Regarding body fluid status, there were significant differences in ECW and OH between patients with no DR, DR without DME, and DR with DME (P = 0.04 and P < 0.001, respectively) (Table 1). The significance remained even after adjustment with analysis of covariance model (Supplementary Table S1). Further analysis revealed that patients with DME had significantly more ECW than those with DR but without ME (Fig. 1). Also, patients with DME had the highest level of OH, compared with those without DME (P < 0.001 in no-DR group and P = 0.002 in DR group, respectively). There were no significant differences in TBW and ICW between patients with no DR, DR without DME, and DR with DME. 

Table 2 shows the correlations between each body fluid compartment category and OCT value, including CST and cube volume. When analyzed by the presence (n = 59) or absence of DR (n = 45), ROH was associated with thick central subfield thickness in patients with DR (r = 0.353, P = 0.008, after adjusting for age, sex, and BMI) but not in those without DR (r = −0.245, P = 0.12, after adjusting for age, sex and BMI). When correlated with DR severity, both high ROH and thick CST were associated with severe degree of retinopathy (Spearman's ρ = 0.345, P = 0.001 and ρ = 0.551, P < 0.001, respectively) (Fig. 2). When DR severity was treated as a categorical variable with “no DR to moderate NPDR” as a reference group, both severe NPDR and PDR were significant correlating factors for the presence of DME (OR 31.000 with 95% confidence interval of 8.331–115.352, and OR 27.280 with 95% confidence interval of 6.757–110.143, respectively, both P < 0.001). 

Subanalysis of patients with DME is shown in Figure 3 and Supplementary Table S2. DME was categorized according to presentation of OCT features and funduscopic macular hard exudate. Patients with both intraretinal cysts and subretinal fluid tended to have higher levels of mean ROH and, similarly, a higher proportion of volume overload, than patients of any other group. 

Patients with volume overload had higher proportions of intraretinal cysts, subretinal fluid, and macular hard exudate (P < 0.001, P < 0.001, and P = 0.001, respectively). As for systemic conditions, lower HbA1c (<7%) and the use of diuretics were significantly present in patients with volume overload (P = 0.024 and 0.018, respectively, χ² test) (Table 3). In Table 4, both univariate and multivariate regression models showed that volume overload was the independent factor for DME (OR, 7.457; 95% confidence interval, 2.493–22.309; P < 0.001). The significance of volume overload was still observed after additional adjustment for age and sex (OR, 9.532; 95% confidence interval, 2.898–31.348; P < 0.001). Univariate analysis of comprehensive clinical factors for DME is shown in Supplementary Table S3. 

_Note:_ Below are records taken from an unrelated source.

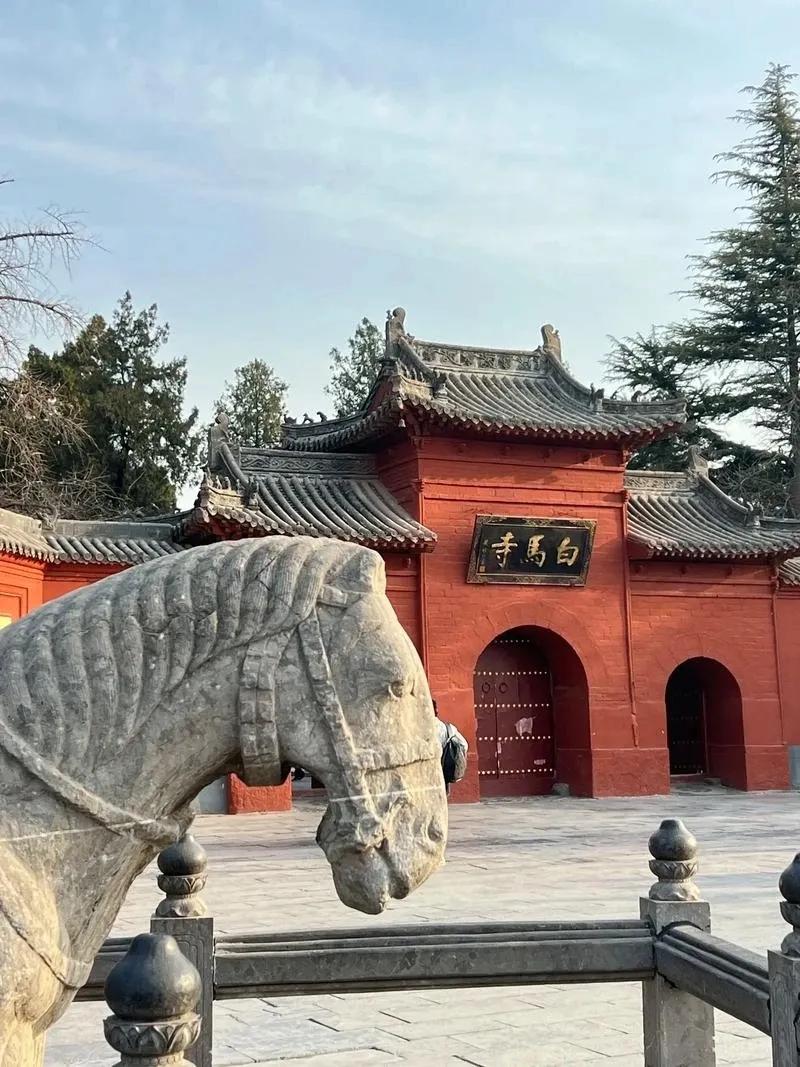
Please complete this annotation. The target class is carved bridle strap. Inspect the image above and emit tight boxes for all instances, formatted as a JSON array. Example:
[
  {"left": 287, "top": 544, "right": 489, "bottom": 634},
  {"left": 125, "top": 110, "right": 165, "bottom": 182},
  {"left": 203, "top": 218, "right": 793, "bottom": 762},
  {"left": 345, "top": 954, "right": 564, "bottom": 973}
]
[
  {"left": 239, "top": 585, "right": 382, "bottom": 847},
  {"left": 0, "top": 721, "right": 186, "bottom": 848},
  {"left": 299, "top": 611, "right": 383, "bottom": 848}
]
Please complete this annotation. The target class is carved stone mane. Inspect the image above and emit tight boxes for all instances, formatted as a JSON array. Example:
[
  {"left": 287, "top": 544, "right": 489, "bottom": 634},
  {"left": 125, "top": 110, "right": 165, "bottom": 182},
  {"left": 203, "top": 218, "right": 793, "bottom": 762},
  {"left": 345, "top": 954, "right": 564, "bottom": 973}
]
[{"left": 0, "top": 538, "right": 379, "bottom": 779}]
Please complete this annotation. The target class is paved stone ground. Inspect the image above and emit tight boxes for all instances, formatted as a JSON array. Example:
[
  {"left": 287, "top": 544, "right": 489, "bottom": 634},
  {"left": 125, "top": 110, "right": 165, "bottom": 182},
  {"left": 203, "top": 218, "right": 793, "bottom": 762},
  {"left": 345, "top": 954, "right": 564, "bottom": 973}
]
[{"left": 46, "top": 789, "right": 800, "bottom": 1067}]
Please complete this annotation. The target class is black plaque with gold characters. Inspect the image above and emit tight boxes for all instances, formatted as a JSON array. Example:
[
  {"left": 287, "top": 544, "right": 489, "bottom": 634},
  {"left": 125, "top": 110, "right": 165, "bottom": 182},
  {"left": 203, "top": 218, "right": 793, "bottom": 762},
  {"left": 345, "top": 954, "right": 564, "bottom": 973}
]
[{"left": 467, "top": 515, "right": 595, "bottom": 586}]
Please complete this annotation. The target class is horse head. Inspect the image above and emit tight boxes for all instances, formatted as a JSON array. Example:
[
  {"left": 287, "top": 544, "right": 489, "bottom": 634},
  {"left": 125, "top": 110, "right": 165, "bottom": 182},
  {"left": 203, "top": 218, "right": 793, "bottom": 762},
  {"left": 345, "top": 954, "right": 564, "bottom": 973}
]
[{"left": 231, "top": 539, "right": 447, "bottom": 913}]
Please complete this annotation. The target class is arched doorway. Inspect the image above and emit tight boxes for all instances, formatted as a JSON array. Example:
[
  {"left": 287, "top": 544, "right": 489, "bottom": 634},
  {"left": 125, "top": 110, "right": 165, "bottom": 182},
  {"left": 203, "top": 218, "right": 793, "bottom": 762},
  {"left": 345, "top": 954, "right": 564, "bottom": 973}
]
[
  {"left": 665, "top": 656, "right": 746, "bottom": 789},
  {"left": 474, "top": 626, "right": 591, "bottom": 797}
]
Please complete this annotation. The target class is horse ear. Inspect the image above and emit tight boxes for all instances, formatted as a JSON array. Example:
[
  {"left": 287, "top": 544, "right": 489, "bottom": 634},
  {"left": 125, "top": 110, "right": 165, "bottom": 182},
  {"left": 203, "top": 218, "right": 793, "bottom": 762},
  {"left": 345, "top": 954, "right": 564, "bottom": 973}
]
[{"left": 336, "top": 546, "right": 386, "bottom": 593}]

To the best of our knowledge, this is the first study to objectively measure body fluid status and report its associations with severity of DR. The present study showed that greater central subfield thickness in diabetic patients is significantly correlated with higher levels of systemic ECW and OH, but not with ICW. Furthermore, subanalysis found that the correlation exists particularly in patients with DR, but not in those without DR. Explanations might be proposed from the perspective of varying barrier properties in DR, as well as systemic fluid status that becomes overhydrated in a number of systemic conditions.^25–27 We infer that both volume and barrier functions contribute to the anatomical consequences. Breakdown of the blood-retinal barrier, as seen in DR, may enhance the role of fluid movement between the retinal parenchyma and intravascular space. Clinically significant macular edema develops when there is frank leakage of intravascular fluid and protein into the interstitial tissue in the retina. While the current concept regarding the pathogenesis of DME has focused on impaired barrier properties caused by ischemic cascades with an increase in the production of VEGFs and various inflammatory cytokines,⁵ our study supports the idea that in addition to barrier dysfunction, extravasation in retinal edema may be driven by the force of increasing capillary hydrostatic pressure due to volume expansion. It is worth mentioning that unlike normal vasculature, these diabetic retinal capillaries may lose their autoregulation in response to such volume fluctuations.^12,28 

Patients with DME have significantly higher levels of OH than those without DME or without any DR. This finding sheds light on some clinical situations that have previously remained largely unexplained. For instance, some patients with proliferative DR may rarely develop macular edema, which implies that production of VEGF per se may not necessarily lead to the accumulation of fluid. Not uncommonly, we may also observe cases of macular edema refractory to repeated intravitreal injections of anti-VEGFs or corticosteroids.²⁹ Beyond VEGFs and inflammatory cytokines, ROH could be a novel risk factor for DR, particularly in the presence of macular edema. The distinct association of volume expansion with DME may also be illustrated by a few cases showing resolution of edema after systemic furosemide, which has been used to treat fluid overload.^30,31 This also helps explain why we observed a higher proportion of diuretic use in patients with DME in the present study, in which the association may be confounded by volume overload in diuretic users. 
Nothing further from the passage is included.